In deinem Fall solltest du dich informieren, ggf mal einen Vertreter kommen lassen, der dir das ganze System erklärt. Da ihr bislang wohl nur Sicherheitsbausteine eingesetzt habt wird das F-Programm nicht so kompliziert werden..

Ach..  und eine F-CPU muss nicht zwangsläufig auch im F-Betrieb laufen *hust* Ihr müsst die Sicherheitsrelais nur gut verstecken 

*edit* müsste mal schneller tippen :/


----------



## mitchih (29 November 2009)

Hallo,

bei kleinen anwendunge ist das Pnoz multi Klasse, bei größeren Sachen setzen wir Siemens ein.

Wir sind auf dem Weg die PNOZ Schaltgeräte (außer das multi ;-) ) komplett aus den Anlagen zu verbannen, da die Geräte einfach flexibler sind und sich bei uns laufend was ändert.

Dazu ist aber auch jede Menge Vorplanung erforderlich. Die schönste F-CPu bringt nichts wenn du nur einen Abschaltkreis hast. Der dann alle Antriebe wegschaltet, das ganze muss sehr fein aufgesplittet werden. Und das ist immer der Haupt kosten Faktor. Die Programmierung ist da eher der kleinere Anteil.

Und wenn du mit dem System noch nie gearbeitet hast, würde ich dir raten deinen Chef eine Schulung aus den Rippen zu leiern, denn als Programmierer einer F-CPU bist du dann für die Sicherheit verantwortlich.
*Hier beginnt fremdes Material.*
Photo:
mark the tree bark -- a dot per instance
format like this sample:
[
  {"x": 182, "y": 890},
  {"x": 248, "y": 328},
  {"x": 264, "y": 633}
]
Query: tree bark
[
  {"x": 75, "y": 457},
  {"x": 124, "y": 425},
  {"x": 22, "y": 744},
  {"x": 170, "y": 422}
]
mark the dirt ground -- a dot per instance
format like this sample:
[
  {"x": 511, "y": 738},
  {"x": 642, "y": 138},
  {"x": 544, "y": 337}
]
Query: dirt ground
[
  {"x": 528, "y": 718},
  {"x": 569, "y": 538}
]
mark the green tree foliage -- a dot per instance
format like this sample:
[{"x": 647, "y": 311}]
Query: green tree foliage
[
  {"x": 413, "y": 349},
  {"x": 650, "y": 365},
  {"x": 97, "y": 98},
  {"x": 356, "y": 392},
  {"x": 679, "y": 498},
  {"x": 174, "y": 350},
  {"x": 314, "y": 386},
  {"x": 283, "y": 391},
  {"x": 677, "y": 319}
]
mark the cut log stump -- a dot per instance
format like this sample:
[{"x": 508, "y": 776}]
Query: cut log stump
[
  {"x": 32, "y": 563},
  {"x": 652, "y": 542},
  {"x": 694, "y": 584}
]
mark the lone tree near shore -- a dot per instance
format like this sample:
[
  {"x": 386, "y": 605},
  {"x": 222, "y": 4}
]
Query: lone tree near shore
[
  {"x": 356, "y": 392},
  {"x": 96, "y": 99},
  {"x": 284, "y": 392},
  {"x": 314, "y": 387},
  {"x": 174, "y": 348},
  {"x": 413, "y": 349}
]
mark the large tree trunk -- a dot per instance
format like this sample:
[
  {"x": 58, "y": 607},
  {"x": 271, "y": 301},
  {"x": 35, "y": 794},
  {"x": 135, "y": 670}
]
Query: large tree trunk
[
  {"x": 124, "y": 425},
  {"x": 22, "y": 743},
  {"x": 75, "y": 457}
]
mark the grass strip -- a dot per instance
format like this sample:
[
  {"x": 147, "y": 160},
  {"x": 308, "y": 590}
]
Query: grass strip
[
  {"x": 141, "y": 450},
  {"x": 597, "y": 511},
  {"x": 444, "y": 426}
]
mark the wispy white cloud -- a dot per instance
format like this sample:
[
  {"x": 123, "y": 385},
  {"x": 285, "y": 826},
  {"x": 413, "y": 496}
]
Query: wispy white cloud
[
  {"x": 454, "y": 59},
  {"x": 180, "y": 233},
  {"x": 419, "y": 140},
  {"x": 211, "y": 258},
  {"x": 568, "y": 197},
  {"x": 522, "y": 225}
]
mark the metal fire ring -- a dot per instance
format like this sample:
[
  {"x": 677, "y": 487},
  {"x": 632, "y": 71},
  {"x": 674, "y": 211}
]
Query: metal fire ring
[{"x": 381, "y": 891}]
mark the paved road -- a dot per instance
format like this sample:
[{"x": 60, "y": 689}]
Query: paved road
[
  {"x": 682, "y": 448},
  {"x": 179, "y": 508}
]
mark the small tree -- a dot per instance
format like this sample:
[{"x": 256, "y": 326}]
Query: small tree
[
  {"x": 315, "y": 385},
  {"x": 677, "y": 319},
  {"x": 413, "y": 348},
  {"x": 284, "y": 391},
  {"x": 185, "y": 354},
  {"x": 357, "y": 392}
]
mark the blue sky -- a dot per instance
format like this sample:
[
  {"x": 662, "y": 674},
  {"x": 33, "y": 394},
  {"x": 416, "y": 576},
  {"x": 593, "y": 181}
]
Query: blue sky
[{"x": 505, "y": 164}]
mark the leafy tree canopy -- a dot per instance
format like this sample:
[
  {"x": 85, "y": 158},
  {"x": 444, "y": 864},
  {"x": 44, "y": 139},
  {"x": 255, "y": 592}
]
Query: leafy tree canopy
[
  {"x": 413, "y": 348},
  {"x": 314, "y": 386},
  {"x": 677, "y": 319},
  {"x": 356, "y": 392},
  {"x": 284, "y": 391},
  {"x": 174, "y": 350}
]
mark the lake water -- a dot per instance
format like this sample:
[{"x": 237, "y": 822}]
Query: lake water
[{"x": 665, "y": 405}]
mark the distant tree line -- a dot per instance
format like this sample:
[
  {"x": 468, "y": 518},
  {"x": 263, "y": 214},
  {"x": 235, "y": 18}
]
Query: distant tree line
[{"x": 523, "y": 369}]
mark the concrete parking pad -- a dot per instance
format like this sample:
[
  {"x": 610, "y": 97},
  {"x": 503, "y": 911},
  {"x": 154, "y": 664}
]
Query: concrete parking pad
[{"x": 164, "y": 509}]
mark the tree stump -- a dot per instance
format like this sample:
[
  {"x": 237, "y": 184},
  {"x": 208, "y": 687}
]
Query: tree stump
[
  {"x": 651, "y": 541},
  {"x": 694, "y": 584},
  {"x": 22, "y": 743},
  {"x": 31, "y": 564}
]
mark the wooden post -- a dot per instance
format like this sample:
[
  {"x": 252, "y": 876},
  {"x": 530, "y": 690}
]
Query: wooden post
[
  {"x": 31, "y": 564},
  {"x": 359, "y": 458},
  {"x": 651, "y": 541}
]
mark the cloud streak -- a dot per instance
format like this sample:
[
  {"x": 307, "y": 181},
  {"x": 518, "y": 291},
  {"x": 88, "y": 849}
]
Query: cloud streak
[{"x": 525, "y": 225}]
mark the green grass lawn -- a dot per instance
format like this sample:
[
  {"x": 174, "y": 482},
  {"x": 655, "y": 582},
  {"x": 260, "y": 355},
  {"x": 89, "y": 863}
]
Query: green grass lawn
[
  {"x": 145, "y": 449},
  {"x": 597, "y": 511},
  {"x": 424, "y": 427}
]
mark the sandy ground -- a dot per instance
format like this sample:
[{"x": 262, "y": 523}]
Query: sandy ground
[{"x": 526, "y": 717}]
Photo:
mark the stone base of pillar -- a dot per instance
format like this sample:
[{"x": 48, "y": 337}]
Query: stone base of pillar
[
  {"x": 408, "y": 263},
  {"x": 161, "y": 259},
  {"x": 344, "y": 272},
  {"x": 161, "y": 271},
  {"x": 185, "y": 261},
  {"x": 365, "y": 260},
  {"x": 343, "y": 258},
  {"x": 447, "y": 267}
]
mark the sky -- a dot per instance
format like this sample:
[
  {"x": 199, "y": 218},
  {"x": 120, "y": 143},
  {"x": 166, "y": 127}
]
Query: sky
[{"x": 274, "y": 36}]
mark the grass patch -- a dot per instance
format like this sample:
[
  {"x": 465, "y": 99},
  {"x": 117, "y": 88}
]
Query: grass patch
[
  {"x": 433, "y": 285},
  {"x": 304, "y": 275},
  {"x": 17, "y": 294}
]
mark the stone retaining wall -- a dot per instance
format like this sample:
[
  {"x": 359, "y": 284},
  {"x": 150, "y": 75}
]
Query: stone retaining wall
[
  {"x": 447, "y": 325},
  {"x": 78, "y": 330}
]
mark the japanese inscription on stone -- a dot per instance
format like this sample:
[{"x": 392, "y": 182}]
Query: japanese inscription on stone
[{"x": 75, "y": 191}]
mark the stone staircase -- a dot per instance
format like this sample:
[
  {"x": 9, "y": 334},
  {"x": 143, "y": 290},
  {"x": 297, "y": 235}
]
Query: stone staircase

Das ist nicht zu verachten.


----------



## Safety (29 November 2009)

Hallo,
ich empfehle euch dringend mit der EN ISO 13849-2 zu beschäftigen!
Validierung ist auch für die erstellte Software durchzuführen entsprechend des geforderten PLr.  Die durchzuführenden Maßnahmen steigen mit dem PL. Also einfach mal anfangen und dann sehen was kommt ist Falsch und auch gefährlich. Dies bezieht sich nicht nur auf die Software sondern auch auf die Hardware Planung.


----------



## Full Flavor (30 November 2009)

Na erstmal danke an alle!

Jetzt komm ich wenigstens nicht vollkommen unvorbereitet in mein meeting!


----------